Bloomberg.com: Unsafe at Any Rating, CDO Speeds to CCC From AAA: Mark Gilbert
Watching the rating cuts trickle out of the derivatives forest is akin to searching for elephant dung on a path to try and work out how many pachyderms are in the jungle. There's clearly a herd in there. And it's probably much bigger than the ordure you have seen so far would suggest.
Here's what is most worrying about the coming flood of downgrades and defaults. The U.S. Securities and Exchange Commission is investigating how the biggest brokerage firms priced securities caught up in the subprime meltdown as their values collapsed. My colleague Jonathan Weil last week detailed some of the accounting shenanigans that accompany how banks measure the "fair value'' of their assets.

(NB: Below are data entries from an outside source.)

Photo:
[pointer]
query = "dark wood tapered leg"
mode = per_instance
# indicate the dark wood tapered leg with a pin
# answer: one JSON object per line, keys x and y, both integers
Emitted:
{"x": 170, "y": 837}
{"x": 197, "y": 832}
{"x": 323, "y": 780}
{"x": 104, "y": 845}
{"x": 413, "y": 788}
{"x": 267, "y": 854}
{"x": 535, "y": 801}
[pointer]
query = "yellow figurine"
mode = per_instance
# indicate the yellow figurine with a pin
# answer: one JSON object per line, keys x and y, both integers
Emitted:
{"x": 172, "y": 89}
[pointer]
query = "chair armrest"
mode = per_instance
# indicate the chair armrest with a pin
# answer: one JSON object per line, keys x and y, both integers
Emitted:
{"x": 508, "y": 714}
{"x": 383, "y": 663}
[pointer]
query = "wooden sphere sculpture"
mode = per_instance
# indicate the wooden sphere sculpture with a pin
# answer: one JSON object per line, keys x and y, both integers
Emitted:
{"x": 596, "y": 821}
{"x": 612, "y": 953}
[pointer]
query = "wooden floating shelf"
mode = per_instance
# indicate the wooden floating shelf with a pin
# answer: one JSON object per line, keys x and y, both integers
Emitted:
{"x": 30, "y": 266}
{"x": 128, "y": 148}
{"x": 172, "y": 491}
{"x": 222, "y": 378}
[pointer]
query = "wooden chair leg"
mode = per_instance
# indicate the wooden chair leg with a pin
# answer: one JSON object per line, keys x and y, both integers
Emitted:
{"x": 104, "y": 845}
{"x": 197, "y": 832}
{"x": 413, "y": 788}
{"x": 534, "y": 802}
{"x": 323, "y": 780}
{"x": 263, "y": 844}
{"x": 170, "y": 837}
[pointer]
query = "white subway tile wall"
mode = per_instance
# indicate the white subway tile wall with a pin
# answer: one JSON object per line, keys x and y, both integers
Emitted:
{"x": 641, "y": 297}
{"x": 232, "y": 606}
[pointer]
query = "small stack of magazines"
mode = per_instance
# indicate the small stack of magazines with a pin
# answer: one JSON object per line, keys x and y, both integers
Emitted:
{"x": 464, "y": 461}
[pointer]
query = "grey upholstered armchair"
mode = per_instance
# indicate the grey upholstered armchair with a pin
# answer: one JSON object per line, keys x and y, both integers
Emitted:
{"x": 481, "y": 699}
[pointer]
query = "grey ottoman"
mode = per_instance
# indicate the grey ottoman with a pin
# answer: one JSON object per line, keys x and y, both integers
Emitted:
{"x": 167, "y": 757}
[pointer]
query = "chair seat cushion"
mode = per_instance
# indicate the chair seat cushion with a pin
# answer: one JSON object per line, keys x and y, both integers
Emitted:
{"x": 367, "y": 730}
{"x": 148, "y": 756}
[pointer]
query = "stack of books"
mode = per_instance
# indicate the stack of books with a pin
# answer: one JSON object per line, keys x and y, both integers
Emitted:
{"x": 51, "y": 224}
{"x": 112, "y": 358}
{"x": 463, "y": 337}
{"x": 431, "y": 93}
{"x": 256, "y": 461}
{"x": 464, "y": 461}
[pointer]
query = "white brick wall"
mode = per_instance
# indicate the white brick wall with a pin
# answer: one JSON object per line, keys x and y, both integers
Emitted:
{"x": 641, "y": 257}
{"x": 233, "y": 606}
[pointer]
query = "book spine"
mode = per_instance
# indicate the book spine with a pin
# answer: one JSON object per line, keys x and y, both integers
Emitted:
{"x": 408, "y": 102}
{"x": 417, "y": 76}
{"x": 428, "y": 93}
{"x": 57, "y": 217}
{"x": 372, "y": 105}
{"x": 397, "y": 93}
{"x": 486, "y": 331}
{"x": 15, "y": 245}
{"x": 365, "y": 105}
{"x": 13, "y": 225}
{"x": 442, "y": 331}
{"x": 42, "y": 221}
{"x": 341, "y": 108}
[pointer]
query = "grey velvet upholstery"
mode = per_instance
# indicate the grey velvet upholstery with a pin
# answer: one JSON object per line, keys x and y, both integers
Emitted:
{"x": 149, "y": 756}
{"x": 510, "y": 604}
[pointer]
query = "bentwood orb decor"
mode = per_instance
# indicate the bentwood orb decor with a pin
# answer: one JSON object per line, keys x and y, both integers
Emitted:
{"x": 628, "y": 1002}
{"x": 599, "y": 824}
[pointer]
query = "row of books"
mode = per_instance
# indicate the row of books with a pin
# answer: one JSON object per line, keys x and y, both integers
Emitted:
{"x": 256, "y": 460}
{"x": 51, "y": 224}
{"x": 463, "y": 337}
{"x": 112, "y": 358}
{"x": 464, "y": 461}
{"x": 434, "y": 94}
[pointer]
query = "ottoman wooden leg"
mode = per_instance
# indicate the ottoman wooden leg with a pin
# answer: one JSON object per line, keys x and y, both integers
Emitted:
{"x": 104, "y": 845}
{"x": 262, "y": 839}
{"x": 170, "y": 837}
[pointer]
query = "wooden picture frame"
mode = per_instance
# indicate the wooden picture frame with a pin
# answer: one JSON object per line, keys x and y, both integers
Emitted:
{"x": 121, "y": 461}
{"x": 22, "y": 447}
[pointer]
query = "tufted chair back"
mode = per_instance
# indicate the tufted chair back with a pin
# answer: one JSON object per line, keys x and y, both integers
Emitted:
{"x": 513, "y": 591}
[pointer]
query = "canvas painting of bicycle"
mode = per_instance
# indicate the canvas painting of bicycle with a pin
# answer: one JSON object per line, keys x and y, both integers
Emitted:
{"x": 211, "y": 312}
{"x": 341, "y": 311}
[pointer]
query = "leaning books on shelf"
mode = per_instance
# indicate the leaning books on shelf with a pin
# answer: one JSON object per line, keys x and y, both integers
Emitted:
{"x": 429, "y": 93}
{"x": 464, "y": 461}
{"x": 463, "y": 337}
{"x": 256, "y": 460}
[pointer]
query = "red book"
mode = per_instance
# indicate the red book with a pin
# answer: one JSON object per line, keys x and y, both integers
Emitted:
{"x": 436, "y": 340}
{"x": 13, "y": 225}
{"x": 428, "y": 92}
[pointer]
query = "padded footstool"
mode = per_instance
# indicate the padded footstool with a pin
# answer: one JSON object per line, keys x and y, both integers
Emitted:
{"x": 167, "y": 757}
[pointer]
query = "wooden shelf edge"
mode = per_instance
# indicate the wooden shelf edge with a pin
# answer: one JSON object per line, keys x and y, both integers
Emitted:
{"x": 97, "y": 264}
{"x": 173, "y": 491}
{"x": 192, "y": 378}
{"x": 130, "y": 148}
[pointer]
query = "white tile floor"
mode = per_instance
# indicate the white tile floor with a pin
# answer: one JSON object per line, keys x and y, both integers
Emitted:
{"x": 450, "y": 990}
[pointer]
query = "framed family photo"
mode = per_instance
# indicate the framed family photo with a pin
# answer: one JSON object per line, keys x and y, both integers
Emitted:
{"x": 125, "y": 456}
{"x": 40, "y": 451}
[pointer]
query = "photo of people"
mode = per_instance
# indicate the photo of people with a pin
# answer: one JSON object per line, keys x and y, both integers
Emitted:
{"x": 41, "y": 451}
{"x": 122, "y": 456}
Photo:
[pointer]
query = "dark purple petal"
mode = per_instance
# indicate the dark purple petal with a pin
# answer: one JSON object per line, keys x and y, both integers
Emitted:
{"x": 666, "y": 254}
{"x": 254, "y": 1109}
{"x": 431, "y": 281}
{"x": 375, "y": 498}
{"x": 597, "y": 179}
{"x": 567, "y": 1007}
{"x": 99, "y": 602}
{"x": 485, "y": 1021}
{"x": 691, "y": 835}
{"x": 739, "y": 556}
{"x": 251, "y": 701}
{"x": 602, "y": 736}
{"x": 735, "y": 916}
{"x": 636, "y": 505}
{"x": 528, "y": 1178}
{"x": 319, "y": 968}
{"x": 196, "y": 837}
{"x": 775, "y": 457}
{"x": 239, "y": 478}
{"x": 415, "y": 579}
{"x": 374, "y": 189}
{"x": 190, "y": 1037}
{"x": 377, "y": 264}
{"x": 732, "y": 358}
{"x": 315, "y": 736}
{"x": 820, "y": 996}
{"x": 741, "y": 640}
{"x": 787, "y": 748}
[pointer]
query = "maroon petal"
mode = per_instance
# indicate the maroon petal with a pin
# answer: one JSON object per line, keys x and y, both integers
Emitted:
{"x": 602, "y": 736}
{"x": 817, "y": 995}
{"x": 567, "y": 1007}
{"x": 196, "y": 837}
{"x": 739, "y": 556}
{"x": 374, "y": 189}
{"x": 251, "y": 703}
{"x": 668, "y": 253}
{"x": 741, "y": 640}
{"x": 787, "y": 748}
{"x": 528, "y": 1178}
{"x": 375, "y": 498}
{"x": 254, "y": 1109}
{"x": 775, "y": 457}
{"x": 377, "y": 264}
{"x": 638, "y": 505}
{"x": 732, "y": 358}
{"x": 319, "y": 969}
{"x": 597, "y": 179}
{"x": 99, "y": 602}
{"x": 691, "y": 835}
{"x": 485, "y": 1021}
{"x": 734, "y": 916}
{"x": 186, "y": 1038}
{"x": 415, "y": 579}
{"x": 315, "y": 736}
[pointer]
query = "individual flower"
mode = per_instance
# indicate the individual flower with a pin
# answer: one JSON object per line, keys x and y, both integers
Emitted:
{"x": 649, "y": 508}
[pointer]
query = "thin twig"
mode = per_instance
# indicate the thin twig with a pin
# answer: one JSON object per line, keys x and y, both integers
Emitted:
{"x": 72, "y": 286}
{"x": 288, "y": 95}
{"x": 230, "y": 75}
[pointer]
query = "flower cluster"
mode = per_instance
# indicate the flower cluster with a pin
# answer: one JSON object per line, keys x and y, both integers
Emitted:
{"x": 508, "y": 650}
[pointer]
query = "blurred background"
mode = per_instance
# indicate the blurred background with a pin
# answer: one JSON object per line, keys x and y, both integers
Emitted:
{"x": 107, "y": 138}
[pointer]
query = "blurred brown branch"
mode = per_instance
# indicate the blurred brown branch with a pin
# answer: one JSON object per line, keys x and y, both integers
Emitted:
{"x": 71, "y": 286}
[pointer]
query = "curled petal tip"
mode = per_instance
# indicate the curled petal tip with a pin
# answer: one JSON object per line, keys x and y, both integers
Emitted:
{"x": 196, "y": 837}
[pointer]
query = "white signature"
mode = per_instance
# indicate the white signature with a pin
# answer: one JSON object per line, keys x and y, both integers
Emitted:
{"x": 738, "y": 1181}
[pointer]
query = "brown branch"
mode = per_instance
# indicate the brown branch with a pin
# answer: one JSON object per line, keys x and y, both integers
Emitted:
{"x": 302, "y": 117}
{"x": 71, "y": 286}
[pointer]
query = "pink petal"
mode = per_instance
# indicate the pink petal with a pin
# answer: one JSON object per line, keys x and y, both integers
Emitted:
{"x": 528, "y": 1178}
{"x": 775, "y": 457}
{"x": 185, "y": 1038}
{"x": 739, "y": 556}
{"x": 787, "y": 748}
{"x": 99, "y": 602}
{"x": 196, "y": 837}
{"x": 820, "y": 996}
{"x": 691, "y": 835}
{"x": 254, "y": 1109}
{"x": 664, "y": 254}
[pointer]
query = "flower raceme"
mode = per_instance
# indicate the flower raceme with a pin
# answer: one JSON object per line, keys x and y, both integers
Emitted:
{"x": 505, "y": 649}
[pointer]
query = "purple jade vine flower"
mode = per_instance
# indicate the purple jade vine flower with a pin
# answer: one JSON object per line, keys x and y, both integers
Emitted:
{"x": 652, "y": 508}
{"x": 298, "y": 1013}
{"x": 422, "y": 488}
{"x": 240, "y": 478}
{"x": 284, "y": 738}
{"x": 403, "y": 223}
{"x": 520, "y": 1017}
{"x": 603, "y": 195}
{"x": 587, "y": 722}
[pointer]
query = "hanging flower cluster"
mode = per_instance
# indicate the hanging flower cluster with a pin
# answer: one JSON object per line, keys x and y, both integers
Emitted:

What happens if the SEC discovers that different units of a single bank assign different values to identical securities? That seems like a viable scenario for what might happen when a complex market of infrequently traded securities whose prices are dependent on a series of assumptions hits trouble.
And what happens if the SEC finds that banks marked the securities they owned at high prices, while attributing much lower values to identical securities offered by their hedge-fund clients as collateral? Again, that seems like a plausible strategy for a bank concerned about the longevity and liquidity of its customers.Suppose regulators decide to play hardball on how the financial community marks to market, imposing rules that outlaw the existing freewheeling approach to how over-the-counter derivatives are assayed.
Moreover, suppose those new decrees come just as much of the underlying collateral is so tarnished as to be almost worthless compared with its initial valuation.
The ensuing carnage in the balance sheets of every financial-services company in the world would dwarf the damage wrought in the securities industry by the subprime crisis so far.